I don’t quite get the point. Does that mean that she or he is more or less qualified to endorse whatever product is being hawked? My suspicion is that the reason bad actors get this job is because they are more convincing about pretending to be qualified to dispense medical advice than actual doctors.
I wonder about this because, in my excursions across the Internet, I’ve found that the old time medicine show, snake oil salespersons of days gone by, have not disappeared. They merely evolved into rather sophisticated website profiteers.

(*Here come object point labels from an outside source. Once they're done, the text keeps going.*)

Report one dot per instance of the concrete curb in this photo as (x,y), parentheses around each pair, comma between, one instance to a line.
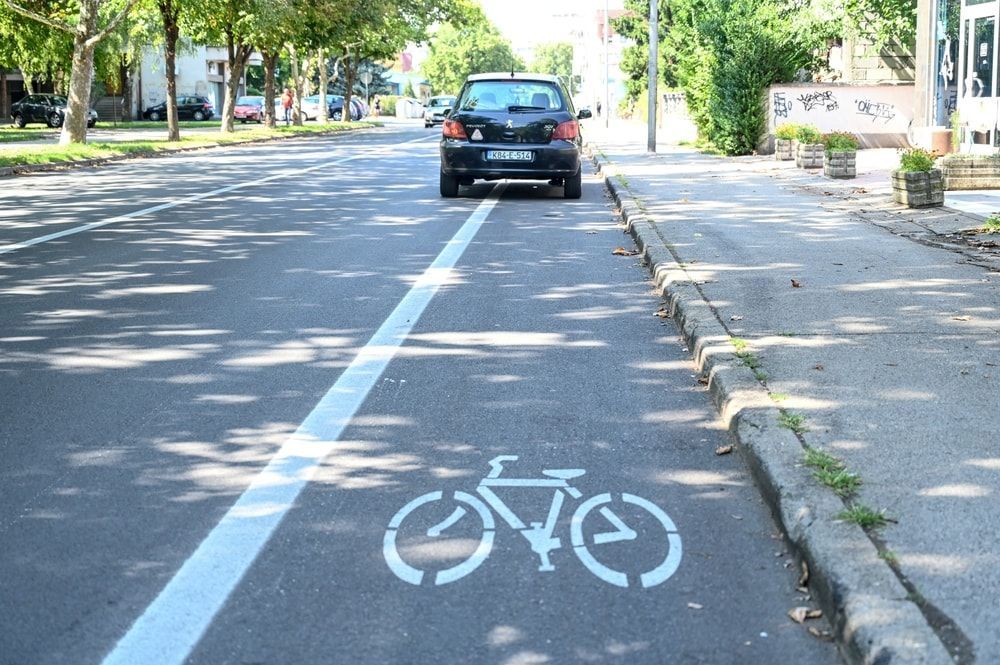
(8,171)
(874,621)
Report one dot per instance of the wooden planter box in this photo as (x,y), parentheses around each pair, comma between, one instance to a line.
(840,164)
(918,189)
(970,172)
(784,149)
(809,156)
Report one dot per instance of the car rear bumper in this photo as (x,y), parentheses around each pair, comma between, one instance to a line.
(559,159)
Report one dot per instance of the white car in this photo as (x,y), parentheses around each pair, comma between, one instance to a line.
(436,109)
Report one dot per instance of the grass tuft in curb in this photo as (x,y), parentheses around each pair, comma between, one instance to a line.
(865,517)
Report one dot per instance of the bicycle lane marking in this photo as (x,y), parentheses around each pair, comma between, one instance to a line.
(13,247)
(171,626)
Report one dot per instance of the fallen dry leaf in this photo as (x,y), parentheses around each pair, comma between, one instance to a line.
(820,634)
(801,614)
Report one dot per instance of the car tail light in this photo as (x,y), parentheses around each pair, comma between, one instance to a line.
(452,129)
(566,130)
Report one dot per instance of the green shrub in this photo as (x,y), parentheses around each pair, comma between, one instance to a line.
(786,131)
(916,159)
(840,141)
(808,134)
(388,103)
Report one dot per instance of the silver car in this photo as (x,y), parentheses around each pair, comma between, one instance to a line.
(437,108)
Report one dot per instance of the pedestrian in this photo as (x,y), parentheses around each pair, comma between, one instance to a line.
(287,98)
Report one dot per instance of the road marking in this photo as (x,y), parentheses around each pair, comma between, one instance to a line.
(13,247)
(539,535)
(171,626)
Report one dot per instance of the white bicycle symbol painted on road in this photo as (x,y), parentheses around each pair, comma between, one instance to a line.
(539,535)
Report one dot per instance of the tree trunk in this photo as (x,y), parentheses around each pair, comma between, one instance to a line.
(75,123)
(323,108)
(238,56)
(293,57)
(270,64)
(171,31)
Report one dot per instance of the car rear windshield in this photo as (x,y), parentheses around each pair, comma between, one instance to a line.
(511,96)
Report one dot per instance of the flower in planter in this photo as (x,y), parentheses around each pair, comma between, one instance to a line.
(916,160)
(808,134)
(840,142)
(786,131)
(916,182)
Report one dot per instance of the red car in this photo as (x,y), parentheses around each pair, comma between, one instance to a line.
(249,108)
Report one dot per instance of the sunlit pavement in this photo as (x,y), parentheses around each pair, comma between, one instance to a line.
(262,404)
(887,348)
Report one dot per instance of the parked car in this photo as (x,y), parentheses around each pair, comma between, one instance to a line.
(335,108)
(50,109)
(250,108)
(436,109)
(189,107)
(519,126)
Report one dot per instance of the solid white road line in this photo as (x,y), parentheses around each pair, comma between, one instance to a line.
(13,247)
(171,626)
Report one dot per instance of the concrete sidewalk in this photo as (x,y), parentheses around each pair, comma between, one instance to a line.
(825,317)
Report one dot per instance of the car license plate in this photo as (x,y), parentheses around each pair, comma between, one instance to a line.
(510,155)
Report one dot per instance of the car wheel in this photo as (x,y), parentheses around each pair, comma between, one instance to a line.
(573,186)
(449,185)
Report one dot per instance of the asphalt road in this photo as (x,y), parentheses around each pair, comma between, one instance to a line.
(284,404)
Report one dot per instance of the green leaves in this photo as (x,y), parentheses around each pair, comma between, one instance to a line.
(456,52)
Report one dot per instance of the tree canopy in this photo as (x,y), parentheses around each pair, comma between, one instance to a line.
(459,50)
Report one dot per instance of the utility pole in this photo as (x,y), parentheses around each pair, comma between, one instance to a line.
(654,38)
(607,82)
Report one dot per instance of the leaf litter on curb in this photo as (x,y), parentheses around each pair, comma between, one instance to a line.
(802,614)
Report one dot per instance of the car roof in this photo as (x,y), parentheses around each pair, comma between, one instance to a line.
(517,76)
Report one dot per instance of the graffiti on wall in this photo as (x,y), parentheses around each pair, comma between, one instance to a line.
(876,110)
(823,100)
(858,108)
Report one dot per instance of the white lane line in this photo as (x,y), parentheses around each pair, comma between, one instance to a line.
(171,626)
(13,247)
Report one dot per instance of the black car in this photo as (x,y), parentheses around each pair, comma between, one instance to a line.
(189,107)
(50,109)
(519,126)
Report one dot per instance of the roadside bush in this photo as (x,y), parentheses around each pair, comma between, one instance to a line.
(808,134)
(916,159)
(388,104)
(840,141)
(786,131)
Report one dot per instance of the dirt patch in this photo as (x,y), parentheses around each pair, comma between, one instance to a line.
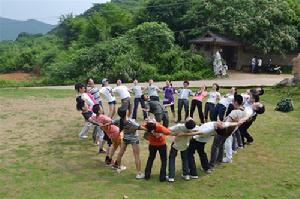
(18,76)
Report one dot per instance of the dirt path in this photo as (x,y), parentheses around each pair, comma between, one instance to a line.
(235,79)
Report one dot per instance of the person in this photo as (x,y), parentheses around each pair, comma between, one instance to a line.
(218,62)
(129,129)
(223,104)
(213,97)
(93,90)
(112,132)
(181,144)
(183,100)
(106,90)
(157,142)
(169,97)
(157,109)
(124,95)
(253,64)
(197,143)
(218,142)
(81,89)
(197,102)
(138,91)
(153,91)
(259,65)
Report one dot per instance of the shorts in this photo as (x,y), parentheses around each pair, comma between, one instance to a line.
(87,115)
(112,102)
(106,138)
(116,142)
(126,103)
(131,141)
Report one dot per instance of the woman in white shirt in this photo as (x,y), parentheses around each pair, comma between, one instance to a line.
(106,91)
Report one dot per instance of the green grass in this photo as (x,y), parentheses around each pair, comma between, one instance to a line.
(49,161)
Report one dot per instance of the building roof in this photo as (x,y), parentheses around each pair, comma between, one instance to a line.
(210,37)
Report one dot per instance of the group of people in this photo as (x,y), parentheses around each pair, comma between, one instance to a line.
(227,118)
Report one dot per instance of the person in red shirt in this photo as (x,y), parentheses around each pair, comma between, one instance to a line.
(156,135)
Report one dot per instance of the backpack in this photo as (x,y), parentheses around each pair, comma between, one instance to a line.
(285,105)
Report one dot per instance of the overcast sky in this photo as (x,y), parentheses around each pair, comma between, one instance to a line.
(43,10)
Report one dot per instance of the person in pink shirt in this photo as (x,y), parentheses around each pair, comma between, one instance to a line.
(112,131)
(197,102)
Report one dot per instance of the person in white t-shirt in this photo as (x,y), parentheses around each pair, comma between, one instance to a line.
(106,91)
(124,94)
(212,99)
(138,92)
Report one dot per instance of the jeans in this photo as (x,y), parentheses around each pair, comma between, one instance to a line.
(199,146)
(184,160)
(198,104)
(217,149)
(219,111)
(163,158)
(228,147)
(181,103)
(209,108)
(135,107)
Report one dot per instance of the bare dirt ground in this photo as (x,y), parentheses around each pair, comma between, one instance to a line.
(18,76)
(235,79)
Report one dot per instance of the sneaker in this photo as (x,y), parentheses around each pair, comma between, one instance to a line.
(170,179)
(208,171)
(101,151)
(186,177)
(140,176)
(226,160)
(194,177)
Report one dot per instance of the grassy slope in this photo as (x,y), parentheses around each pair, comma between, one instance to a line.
(41,156)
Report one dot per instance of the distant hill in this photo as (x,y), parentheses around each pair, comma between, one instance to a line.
(10,28)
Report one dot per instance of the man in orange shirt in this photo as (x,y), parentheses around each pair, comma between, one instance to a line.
(156,135)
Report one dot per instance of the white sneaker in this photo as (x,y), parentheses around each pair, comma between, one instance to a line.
(187,177)
(121,168)
(226,160)
(194,177)
(140,176)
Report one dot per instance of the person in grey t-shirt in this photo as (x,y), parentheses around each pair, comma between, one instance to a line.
(138,91)
(152,91)
(129,128)
(183,100)
(157,109)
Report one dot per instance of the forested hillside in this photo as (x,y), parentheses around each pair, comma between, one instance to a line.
(142,39)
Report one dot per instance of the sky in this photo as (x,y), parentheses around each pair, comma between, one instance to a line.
(47,11)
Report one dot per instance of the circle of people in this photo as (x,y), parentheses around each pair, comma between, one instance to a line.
(227,118)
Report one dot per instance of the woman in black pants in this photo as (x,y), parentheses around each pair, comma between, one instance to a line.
(210,104)
(197,102)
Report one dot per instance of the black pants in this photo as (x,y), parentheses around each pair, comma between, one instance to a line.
(163,158)
(209,109)
(198,104)
(199,147)
(181,103)
(220,110)
(244,131)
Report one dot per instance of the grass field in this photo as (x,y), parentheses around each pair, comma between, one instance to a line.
(41,155)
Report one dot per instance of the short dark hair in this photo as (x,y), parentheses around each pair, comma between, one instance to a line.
(96,108)
(190,124)
(260,110)
(256,98)
(79,86)
(186,82)
(217,86)
(79,103)
(238,99)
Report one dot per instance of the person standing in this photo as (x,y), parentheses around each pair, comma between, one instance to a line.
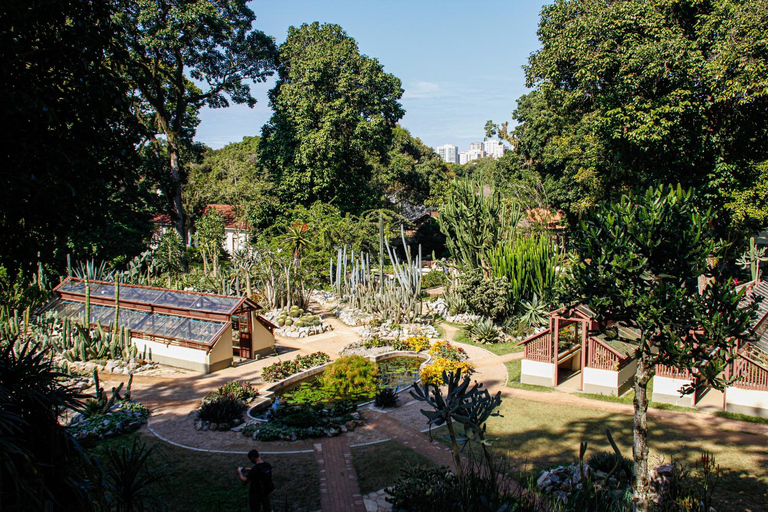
(260,479)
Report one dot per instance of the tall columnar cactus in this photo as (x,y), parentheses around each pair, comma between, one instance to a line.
(529,264)
(396,299)
(752,259)
(474,222)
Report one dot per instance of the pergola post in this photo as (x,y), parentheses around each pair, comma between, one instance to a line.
(555,345)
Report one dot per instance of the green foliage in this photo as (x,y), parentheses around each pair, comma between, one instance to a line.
(334,112)
(283,369)
(42,465)
(351,378)
(213,43)
(530,266)
(130,479)
(637,93)
(484,296)
(222,408)
(71,181)
(434,278)
(475,222)
(240,389)
(484,331)
(386,398)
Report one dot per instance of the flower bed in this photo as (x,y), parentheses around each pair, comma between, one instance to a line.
(284,369)
(123,417)
(445,358)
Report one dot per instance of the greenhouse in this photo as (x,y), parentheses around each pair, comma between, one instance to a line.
(196,331)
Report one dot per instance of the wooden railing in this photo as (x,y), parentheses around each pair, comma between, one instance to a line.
(601,357)
(673,372)
(539,347)
(749,374)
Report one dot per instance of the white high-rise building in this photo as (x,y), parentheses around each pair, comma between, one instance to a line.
(494,148)
(449,153)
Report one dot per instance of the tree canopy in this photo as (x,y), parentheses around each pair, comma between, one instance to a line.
(184,54)
(334,113)
(636,93)
(638,262)
(71,180)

Whatever ails you, you can probably find some dot.com site selling a remedy.
Looking to restore your youthful vim and vigor? Hormone replacement therapy pills are available at various online markets. Does your colon or digestive system need cleansing? No problem: Just Google a search and you’ll find several sites that promise emetic natural healing methods and services. What about magnetic therapy, or distance healing, or something called vitamin O? There are many online sites willing to help with all of the above — just give them your credit card number.
There is even my personal favorite, which sells mail-order, do-it-yourself laser eye surgery kits. OK. Sure, some of these sites are hoaxes (and that, too, is objectionable), but most will gladly take your money.
What to do about this? Probably, nothing. After all, the glory as well as the peril in the Internet is that it is mostly unregulated.
Quacks do a careful job of walking the line between making their products seem miraculous while avoiding unsupportable claims. Note, for example, how many of these sites contain small print disclaimers followed by glowing testimonials from satisfied customers, instead of references to actual clinical literature.
I’m always stunned, though, when people who wouldn’t buy a coffee maker without first checking its consumer report will nonetheless gratefully give up their credit card numbers for any nostrum that promises to soothe an irritated bowel or stifle acid reflux. This phenomenon says a lot about dissatisfaction with the health care profession.
Whom can you trust, anyway? According to a recent study in the British Medical Journal (“Prescribing Placebo Treatments: Results of a National Survey of U.S. Internists and Rheumatologists”) between 46 percent and 58 percent of surveyed American physicians admit to having prescribed placebo to their patients.
Why? Presumably, just to placate them.
Another study in the Journal of the American Medical Association (“Contraindicated and Initially Stronger Effects in Highly Cited Literature”) found that 32 percent of a sample of major biomedical studies got different results than initially reported, 44 percent were replicated, and 24 percent went unchallenged. There may be good reasons for prescribing a placebo, and for why so many studies are never verified, but as a patient and not a lab rat, I’d like to hear them.
There is a concept that you might have heard physicians (including TV doctors) talk about called evidence based medicine. I interpret that to mean that treatments and prescriptions should be given according to what science and clinical experience has proven to work. (Does that include placebo?)
To me, that just makes common sense, but it also provides a standard — a kind of Occam’s razor tool — against which to separate the claims of the quacks from those of the Nobel Prize winners.
In classes and workshops that I’ve taught on health information literacy, I always stress that patients should demand that they be shown the science. Even when the person prescribing the medicine is a real physician, instead of some website witch doctor, don’t be afraid to ask what the biomedical literature says about their recommendation. It takes more time and may require translation, but it is more reliable than faith healing.
But, then, what do I know: I am not a doctor, and I can’t even qualify as one who pretends to be on TV.